Quienes llevamos años entrando por la puerta de la Biblioteca Azorín ya estamos acostumbrados a leer carteles. Carteles que anuncian reformas que no llegan, servicios que se suspenden “temporalmente” y promesas que se diluyen entre trámites administrativos. El último, pegado sin demasiadas explicaciones, es especialmente doloroso: la biblioteca cierra por las tardes hasta nuevo aviso.
A pesar del hilo de esperanza del anuncio de Urtasun en el Congreso y las supuestas reuniones, Desde ahora, el horario queda reducido a las mañanas, de lunes a viernes, de 9 a 14.30 horas. Un horario que, en la práctica, deja fuera a estudiantes, trabajadores y a buena parte de los lectores habituales. En plena época de exámenes y a las puertas de las vacaciones de Navidad, cuando muchos buscan un lugar tranquilo para estudiar o simplemente leer, la Azorín baja la persiana justo cuando más se la necesita.

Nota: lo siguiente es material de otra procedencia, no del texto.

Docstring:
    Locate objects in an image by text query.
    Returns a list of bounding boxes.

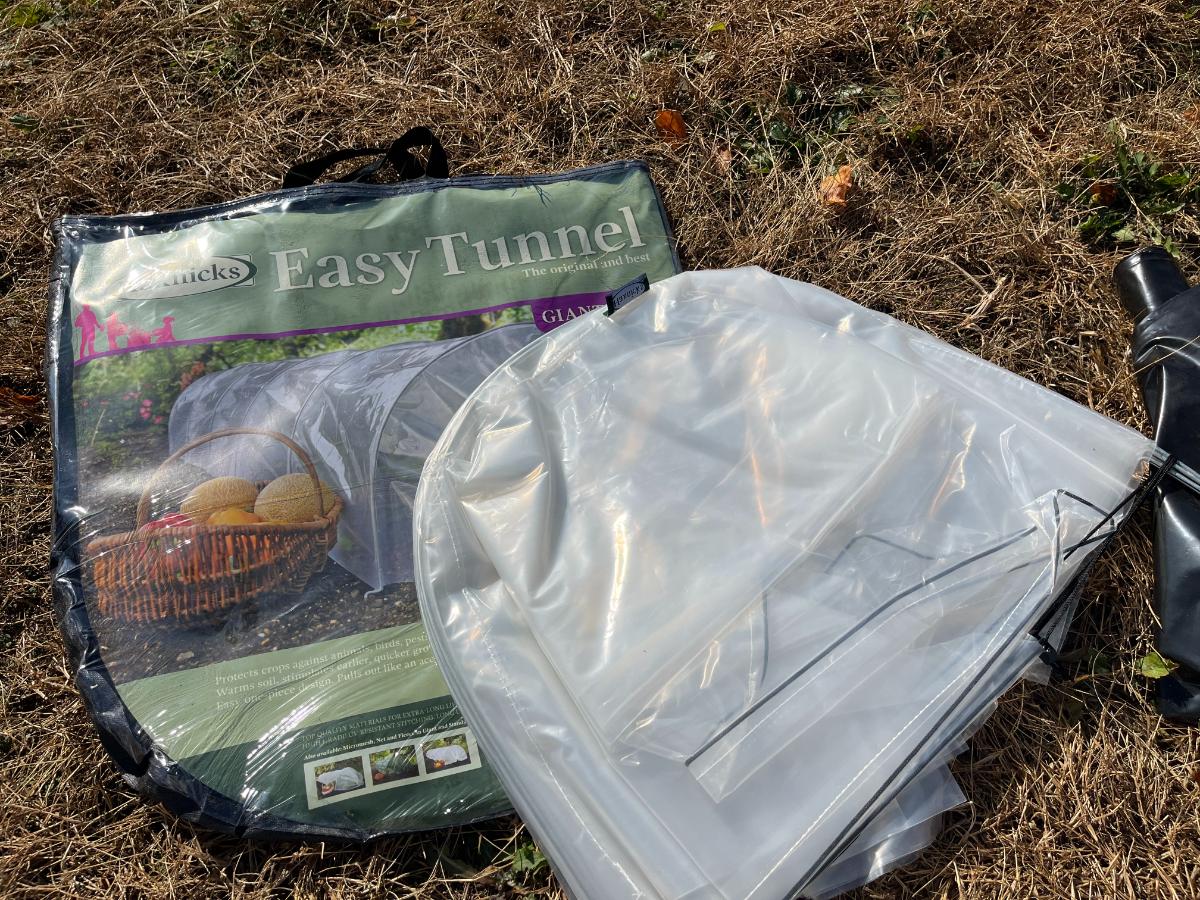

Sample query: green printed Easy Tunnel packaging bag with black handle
[48,130,678,839]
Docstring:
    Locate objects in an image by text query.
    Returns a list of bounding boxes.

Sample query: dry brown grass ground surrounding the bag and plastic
[0,0,1200,900]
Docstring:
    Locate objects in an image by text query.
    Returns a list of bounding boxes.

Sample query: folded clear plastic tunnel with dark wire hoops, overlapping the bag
[414,269,1152,900]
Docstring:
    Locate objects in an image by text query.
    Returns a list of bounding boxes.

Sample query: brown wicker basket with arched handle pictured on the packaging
[88,428,342,622]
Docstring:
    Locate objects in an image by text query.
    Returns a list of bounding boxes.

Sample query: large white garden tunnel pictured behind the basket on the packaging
[169,324,539,589]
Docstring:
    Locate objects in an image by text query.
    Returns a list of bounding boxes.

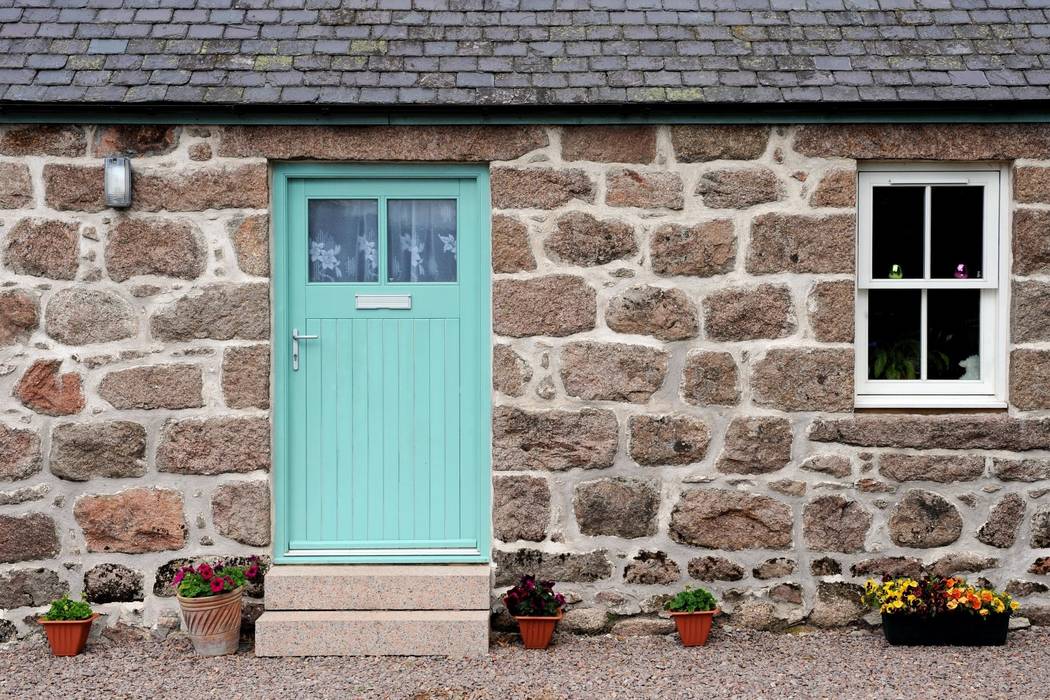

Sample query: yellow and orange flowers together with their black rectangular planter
[861,576,1017,646]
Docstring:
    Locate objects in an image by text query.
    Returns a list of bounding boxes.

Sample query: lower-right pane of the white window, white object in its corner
[926,290,981,380]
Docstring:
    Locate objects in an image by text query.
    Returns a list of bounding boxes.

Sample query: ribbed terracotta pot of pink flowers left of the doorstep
[171,556,261,656]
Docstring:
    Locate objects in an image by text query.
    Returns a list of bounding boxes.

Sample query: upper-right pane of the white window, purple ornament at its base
[929,187,984,279]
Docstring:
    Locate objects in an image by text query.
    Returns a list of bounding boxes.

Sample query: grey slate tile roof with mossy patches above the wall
[0,0,1050,106]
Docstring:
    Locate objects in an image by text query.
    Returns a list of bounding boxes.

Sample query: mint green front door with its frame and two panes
[274,164,490,563]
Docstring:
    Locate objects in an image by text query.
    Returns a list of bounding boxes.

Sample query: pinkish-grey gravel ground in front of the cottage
[0,629,1050,700]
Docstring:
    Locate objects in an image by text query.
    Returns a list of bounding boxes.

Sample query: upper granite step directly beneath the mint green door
[266,564,491,611]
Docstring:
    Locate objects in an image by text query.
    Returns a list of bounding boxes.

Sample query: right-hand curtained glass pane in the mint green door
[386,199,457,282]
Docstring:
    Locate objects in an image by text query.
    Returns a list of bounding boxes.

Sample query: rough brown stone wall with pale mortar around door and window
[0,125,1050,637]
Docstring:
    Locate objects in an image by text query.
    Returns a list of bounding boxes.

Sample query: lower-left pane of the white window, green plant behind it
[867,290,922,380]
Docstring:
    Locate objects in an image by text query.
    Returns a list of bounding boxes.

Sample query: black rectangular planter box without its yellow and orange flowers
[882,613,1010,646]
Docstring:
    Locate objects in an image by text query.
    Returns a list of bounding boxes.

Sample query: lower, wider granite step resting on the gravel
[255,612,488,657]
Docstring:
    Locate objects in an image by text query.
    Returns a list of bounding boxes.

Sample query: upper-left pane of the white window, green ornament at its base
[872,187,926,279]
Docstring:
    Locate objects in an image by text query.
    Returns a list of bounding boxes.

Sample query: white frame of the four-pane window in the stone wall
[854,163,1010,408]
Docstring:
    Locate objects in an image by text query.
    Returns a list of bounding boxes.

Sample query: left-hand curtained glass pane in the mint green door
[307,199,379,282]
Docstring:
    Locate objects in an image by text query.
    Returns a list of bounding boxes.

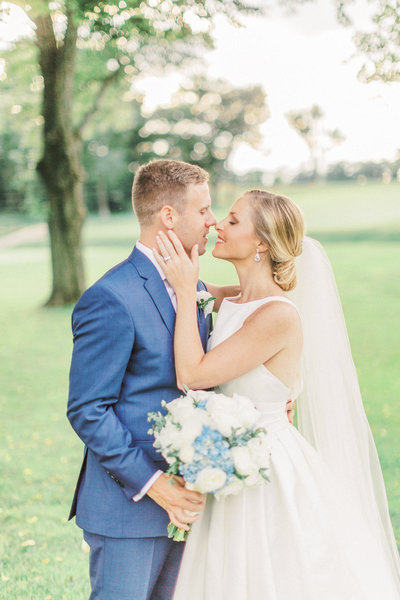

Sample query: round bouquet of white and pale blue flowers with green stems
[148,388,270,541]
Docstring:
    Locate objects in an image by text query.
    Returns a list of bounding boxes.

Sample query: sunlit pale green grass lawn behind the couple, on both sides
[0,180,400,600]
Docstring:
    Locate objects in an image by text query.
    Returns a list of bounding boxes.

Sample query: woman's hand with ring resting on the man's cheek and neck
[153,231,199,295]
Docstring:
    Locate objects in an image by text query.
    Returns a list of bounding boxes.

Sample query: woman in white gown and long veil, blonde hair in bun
[155,191,400,600]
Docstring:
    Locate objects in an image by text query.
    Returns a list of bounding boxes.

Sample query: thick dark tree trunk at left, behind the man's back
[35,15,85,306]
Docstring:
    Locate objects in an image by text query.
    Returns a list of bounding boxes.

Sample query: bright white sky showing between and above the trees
[0,0,400,172]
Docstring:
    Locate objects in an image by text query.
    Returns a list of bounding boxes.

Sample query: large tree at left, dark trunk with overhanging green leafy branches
[3,0,258,304]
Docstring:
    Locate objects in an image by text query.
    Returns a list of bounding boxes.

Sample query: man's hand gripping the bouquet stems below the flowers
[147,473,205,531]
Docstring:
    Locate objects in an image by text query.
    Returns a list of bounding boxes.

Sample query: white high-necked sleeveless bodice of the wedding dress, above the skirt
[208,296,299,432]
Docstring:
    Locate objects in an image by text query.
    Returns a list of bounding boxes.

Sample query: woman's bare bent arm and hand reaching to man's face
[155,232,297,389]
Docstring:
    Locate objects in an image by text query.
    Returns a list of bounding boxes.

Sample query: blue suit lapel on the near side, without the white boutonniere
[128,248,176,336]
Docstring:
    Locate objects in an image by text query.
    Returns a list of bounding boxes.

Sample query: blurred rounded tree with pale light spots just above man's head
[131,77,268,185]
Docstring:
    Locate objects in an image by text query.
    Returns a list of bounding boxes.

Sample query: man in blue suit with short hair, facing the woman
[67,160,225,600]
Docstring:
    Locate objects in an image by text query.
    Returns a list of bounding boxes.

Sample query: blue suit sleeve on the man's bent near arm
[67,286,158,499]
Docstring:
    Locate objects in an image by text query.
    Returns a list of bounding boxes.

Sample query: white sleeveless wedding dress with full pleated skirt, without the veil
[174,297,400,600]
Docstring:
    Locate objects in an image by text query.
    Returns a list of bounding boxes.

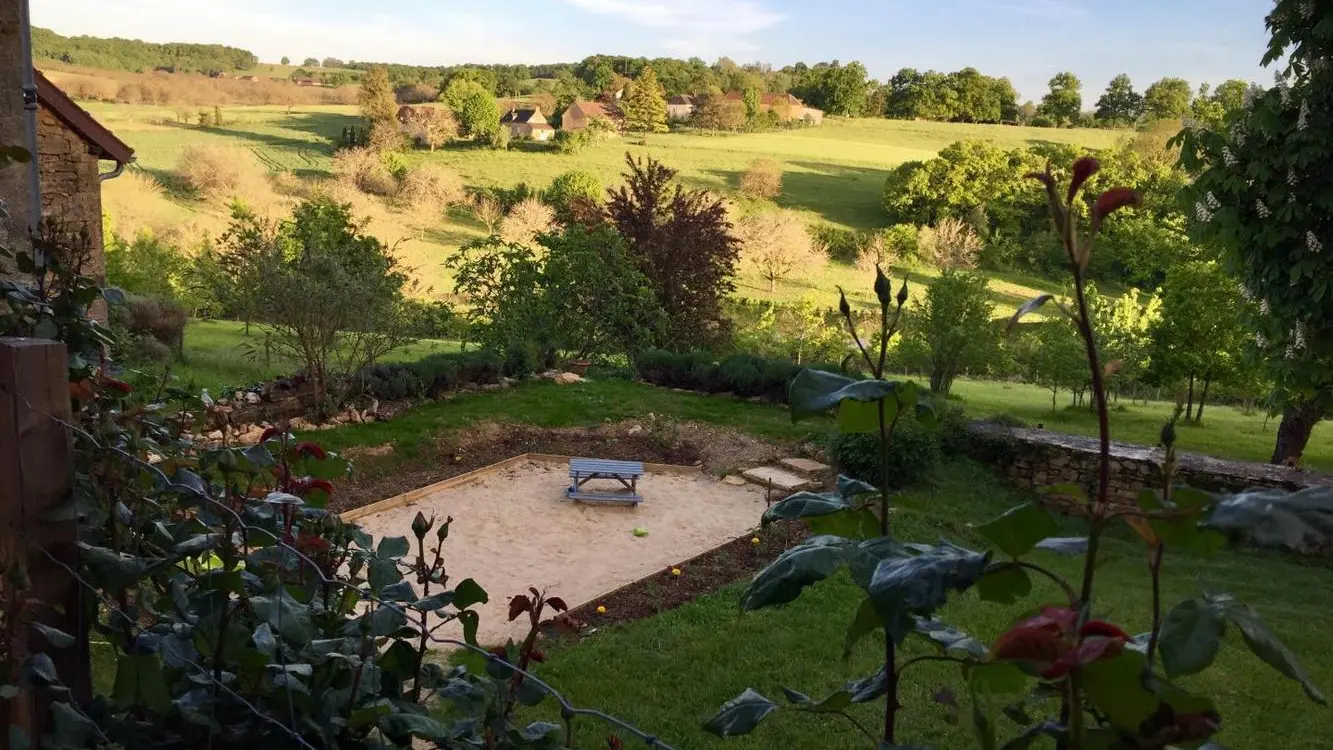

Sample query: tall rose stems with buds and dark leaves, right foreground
[704,159,1333,749]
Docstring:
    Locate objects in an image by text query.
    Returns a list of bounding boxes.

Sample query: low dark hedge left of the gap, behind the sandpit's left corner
[357,350,504,401]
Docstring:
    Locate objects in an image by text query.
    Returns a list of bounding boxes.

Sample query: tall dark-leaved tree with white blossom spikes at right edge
[1181,0,1333,464]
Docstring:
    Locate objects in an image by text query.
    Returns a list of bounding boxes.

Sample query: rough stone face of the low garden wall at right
[969,422,1333,504]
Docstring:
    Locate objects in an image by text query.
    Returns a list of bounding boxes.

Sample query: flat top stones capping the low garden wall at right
[972,421,1333,489]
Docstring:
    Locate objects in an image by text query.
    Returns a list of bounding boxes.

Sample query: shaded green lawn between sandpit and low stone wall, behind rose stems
[495,461,1333,750]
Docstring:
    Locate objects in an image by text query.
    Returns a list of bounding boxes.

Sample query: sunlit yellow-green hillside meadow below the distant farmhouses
[87,103,1122,313]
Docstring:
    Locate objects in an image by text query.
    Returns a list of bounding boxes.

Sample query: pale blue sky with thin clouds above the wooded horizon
[29,0,1272,100]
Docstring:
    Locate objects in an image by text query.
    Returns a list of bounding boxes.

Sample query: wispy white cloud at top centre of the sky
[564,0,785,57]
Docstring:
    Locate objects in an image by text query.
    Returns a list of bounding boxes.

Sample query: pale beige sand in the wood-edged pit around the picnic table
[356,461,765,645]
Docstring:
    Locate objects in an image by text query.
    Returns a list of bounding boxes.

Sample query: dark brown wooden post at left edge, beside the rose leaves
[0,338,92,747]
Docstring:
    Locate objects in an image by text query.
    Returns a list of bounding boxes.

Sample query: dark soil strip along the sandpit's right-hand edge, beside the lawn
[548,521,809,638]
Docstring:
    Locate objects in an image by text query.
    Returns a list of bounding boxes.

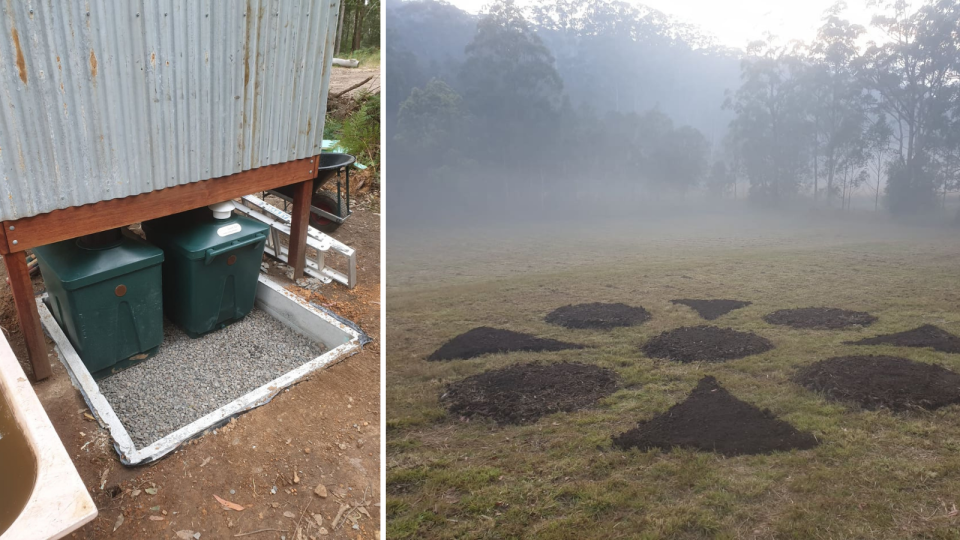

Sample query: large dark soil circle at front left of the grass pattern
[441,363,618,424]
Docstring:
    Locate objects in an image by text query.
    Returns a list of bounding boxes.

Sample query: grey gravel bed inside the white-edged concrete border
[100,308,324,448]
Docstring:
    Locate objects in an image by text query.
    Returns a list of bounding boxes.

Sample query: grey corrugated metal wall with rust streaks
[0,0,340,220]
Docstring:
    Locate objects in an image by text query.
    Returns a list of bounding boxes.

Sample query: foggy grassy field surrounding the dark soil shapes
[387,209,960,539]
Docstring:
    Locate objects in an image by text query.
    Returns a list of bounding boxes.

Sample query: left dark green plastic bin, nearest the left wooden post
[33,229,163,379]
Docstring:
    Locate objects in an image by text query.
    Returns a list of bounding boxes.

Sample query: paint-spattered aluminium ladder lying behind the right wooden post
[233,195,357,289]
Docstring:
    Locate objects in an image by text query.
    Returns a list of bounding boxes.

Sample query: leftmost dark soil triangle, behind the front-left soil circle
[427,326,583,361]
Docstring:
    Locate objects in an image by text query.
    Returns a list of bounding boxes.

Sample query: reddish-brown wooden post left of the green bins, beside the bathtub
[3,251,52,381]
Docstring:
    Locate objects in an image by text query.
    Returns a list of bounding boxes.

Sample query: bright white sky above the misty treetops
[448,0,892,49]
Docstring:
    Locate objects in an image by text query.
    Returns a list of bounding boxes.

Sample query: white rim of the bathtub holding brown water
[0,335,97,540]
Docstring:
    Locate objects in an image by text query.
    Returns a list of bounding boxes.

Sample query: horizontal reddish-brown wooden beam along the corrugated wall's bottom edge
[0,157,317,252]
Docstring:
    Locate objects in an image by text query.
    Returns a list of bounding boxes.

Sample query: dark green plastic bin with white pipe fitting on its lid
[142,202,269,337]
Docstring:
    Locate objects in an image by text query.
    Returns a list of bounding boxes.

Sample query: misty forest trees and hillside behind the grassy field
[385,0,960,214]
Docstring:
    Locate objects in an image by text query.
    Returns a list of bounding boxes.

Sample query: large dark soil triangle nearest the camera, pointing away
[613,376,818,456]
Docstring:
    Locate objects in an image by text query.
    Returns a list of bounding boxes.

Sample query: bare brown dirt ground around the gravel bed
[0,205,382,540]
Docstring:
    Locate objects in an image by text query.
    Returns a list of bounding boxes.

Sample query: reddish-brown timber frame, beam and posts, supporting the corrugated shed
[0,156,319,380]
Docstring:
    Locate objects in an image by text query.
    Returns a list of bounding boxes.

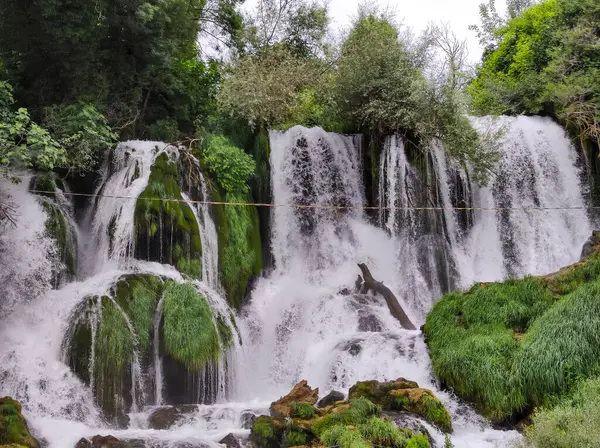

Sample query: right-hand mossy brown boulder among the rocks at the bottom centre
[350,378,452,433]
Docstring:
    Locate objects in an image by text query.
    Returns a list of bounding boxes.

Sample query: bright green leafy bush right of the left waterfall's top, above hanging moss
[202,136,256,194]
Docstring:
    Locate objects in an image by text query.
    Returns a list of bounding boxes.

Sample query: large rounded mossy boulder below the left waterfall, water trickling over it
[63,274,233,427]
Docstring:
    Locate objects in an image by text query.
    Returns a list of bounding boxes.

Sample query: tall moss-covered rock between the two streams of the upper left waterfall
[135,153,202,279]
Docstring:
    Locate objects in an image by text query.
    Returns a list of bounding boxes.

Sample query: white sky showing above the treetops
[329,0,488,62]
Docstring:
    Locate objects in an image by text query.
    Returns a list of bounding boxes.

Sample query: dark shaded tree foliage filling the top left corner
[0,0,234,136]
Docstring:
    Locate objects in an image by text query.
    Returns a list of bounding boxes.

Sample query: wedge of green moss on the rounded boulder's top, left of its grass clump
[114,275,164,354]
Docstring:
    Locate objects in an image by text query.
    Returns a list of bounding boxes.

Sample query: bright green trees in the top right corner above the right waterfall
[469,0,600,142]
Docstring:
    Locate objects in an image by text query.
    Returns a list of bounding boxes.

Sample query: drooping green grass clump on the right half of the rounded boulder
[163,282,220,370]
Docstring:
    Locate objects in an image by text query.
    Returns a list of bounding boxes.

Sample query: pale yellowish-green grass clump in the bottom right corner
[525,378,600,448]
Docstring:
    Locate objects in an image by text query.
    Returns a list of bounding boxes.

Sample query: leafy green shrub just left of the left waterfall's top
[43,103,117,173]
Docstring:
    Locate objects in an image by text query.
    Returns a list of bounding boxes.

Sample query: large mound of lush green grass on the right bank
[425,245,600,421]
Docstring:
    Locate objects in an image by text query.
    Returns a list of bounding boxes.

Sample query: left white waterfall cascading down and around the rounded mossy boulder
[0,142,241,448]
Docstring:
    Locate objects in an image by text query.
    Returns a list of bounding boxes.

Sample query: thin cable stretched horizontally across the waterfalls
[29,190,600,211]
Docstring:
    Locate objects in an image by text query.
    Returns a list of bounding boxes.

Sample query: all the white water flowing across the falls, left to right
[0,117,591,448]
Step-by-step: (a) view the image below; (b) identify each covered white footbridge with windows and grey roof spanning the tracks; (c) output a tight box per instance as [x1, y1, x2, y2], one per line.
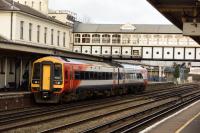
[73, 23, 200, 65]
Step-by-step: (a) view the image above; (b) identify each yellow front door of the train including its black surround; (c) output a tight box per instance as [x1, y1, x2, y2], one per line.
[41, 63, 53, 91]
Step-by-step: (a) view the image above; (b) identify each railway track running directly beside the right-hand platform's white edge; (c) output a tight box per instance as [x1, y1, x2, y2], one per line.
[81, 93, 200, 133]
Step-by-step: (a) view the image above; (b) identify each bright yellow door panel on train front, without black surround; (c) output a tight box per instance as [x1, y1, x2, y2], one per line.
[42, 65, 51, 91]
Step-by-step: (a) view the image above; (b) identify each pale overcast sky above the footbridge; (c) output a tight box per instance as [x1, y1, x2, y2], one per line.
[49, 0, 170, 24]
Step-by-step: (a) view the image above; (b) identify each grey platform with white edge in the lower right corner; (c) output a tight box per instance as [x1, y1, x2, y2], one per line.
[140, 100, 200, 133]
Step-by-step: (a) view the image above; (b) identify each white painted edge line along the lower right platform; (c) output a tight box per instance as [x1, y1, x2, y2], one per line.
[140, 100, 200, 133]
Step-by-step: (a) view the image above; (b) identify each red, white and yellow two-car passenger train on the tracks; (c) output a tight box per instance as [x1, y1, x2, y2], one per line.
[31, 56, 148, 103]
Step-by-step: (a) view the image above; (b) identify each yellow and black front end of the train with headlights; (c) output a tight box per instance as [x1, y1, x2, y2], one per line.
[31, 61, 64, 103]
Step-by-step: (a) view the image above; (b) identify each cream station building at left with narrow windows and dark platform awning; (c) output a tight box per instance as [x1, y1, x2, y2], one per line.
[0, 0, 73, 89]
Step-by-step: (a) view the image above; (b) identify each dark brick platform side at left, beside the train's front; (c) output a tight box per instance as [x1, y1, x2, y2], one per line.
[0, 91, 33, 111]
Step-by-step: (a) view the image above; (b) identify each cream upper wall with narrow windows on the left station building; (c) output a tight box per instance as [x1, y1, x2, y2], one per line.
[13, 13, 72, 50]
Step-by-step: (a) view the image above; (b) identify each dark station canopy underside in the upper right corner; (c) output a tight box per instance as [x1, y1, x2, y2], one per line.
[147, 0, 200, 44]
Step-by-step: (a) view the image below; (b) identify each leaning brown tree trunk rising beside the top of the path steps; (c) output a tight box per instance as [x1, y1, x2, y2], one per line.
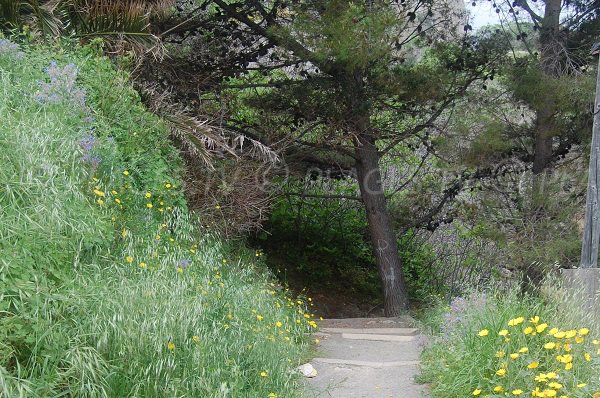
[356, 123, 409, 316]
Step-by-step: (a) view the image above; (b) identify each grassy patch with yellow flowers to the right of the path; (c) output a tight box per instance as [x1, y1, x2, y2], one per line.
[420, 283, 600, 398]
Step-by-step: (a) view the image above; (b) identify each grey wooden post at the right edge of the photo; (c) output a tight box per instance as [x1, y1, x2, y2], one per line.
[580, 48, 600, 268]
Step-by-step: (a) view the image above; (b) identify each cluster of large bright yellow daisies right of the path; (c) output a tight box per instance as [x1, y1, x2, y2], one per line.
[471, 316, 600, 398]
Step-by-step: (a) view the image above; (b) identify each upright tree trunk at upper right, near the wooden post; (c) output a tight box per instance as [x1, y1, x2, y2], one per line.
[533, 0, 563, 175]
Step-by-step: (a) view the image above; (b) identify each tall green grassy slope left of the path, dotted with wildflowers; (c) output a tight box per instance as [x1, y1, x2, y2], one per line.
[0, 40, 315, 398]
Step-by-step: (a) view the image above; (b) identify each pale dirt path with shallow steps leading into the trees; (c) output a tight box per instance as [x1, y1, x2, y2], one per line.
[307, 317, 428, 398]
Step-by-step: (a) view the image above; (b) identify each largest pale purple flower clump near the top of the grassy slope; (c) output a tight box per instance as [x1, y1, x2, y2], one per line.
[35, 61, 89, 112]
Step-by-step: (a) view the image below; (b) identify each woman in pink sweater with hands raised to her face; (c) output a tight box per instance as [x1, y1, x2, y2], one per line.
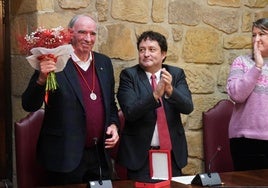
[227, 18, 268, 170]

El cierre vespertino no es un problema aislado, sino la consecuencia lógica de años de abandono. A la reforma prometida —anunciada, bloqueada, retomada y vuelta a bloquear— se suman ahora la suspensión de los clubes de lectura, la falta de novedades editoriales y el evidente deterioro de unas instalaciones que envejecen sin cuidados. La biblioteca no solo pierde horas de apertura: pierde vida.
Para muchos usuarios, la Azorín era algo más que una sala de estudio. Por las tardes, las mesas se llenaban de estudiantes preparando exámenes, de lectores fieles hojeando la prensa y de personas mayores que encontraban allí un espacio de calma y rutina. Hoy, todo eso desaparece sin fecha de retorno. “Hasta nuevo aviso” se ha convertido en una expresión demasiado familiar.
Mientras tanto, las administraciones siguen pasando la pelota de unas a otras. Que si la titularidad es estatal, que si la gestión es autonómica, que si el suelo es municipal. El resultado, para quien cruza la puerta cada semana, es siempre el mismo: nadie asume responsabilidades y el edificio sigue esperando una reforma que, según se repite, está lista desde 2017.
Las reuniones, los compromisos ministeriales y las declaraciones bienintencionadas suenan ya lejanas frente a la realidad cotidiana: menos horarios, menos libros, menos actividades. Y ahora, directamente, menos biblioteca. La Azorín continúa abierta, sí, pero cada día se parece menos a una biblioteca pública y más a un espacio en lenta retirada.
Para los usuarios, la pregunta ya no es cuándo llegará la reforma, sino cuántos servicios más se perderán por el camino antes de que alguien decida, de una vez, que una biblioteca no puede funcionar a medias ni vivir eternamente en el “mientras tanto”.